主催: The Japanese Pharmacological Society, The Japanese Society of Clinical Pharmacology
会議名: WCP2018 (18th World Congress of Basic and Clinical Pharmacology)
開催地: Kyoto
開催日: 2018/07/01 - 2018/07/06
Cancer arises through the accumulations of both genetic and epigenetic alterations. Although the causal role of genetic mutations on cancer development has been established in vivo, similar evidence for epigenetic alterations is still limited. Moreover, mutual interactions between genetic mutations and epigenetic alterations remain unclear. Cellular reprogramming technology can be used to actively modify the epigenome without affecting the genomic information. Here I introduce our recent studies that utilized this property for cancer research.

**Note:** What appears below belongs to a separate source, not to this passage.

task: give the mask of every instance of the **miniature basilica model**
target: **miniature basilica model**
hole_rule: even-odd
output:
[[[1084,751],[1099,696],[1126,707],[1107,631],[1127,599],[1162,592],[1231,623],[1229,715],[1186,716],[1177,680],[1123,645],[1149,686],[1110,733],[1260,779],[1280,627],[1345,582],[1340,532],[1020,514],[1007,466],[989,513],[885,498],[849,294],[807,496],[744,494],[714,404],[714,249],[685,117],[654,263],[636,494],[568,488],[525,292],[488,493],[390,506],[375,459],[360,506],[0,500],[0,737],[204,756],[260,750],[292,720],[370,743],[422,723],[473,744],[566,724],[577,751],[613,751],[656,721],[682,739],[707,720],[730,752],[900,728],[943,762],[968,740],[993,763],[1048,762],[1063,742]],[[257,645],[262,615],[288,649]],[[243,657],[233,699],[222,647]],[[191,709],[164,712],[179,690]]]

Cell type-specificity of cancer development has long been recognized. However, the underlying mechanism how particular genetic mutations transform a specific cell type remains unclear. Clear cell sarcoma (CCS), which is a rare soft tissue sarcoma caused by EWS/ATF1 fusion gene, resembles malignant melanoma, and thus is known as "malignant melanoma of soft parts". Here, we established induced pluripotent stem cells (iPSCs) from EWS/ATF1-controllable murine CCS cells harboring sarcoma-associated genetic abnormalities. Sarcoma-iPSC mice developed secondary sarcomas immediately after EWS/ATF1 induction, but the sarcomas arose exclusively in the soft tissue. Taking advantage of the one-step, cell type-specific sarcoma model, we identified a cell-of-origin for these sarcomas. Furthermore, we showed that EWS/ATF1 is preferentially recruited at enhancer of the cell-of-origin in CCS cells. All together, cancer cell reprogramming uncovered cell-of-origin for CCSs and provided a molecular basis for cell type specificity of cancer development.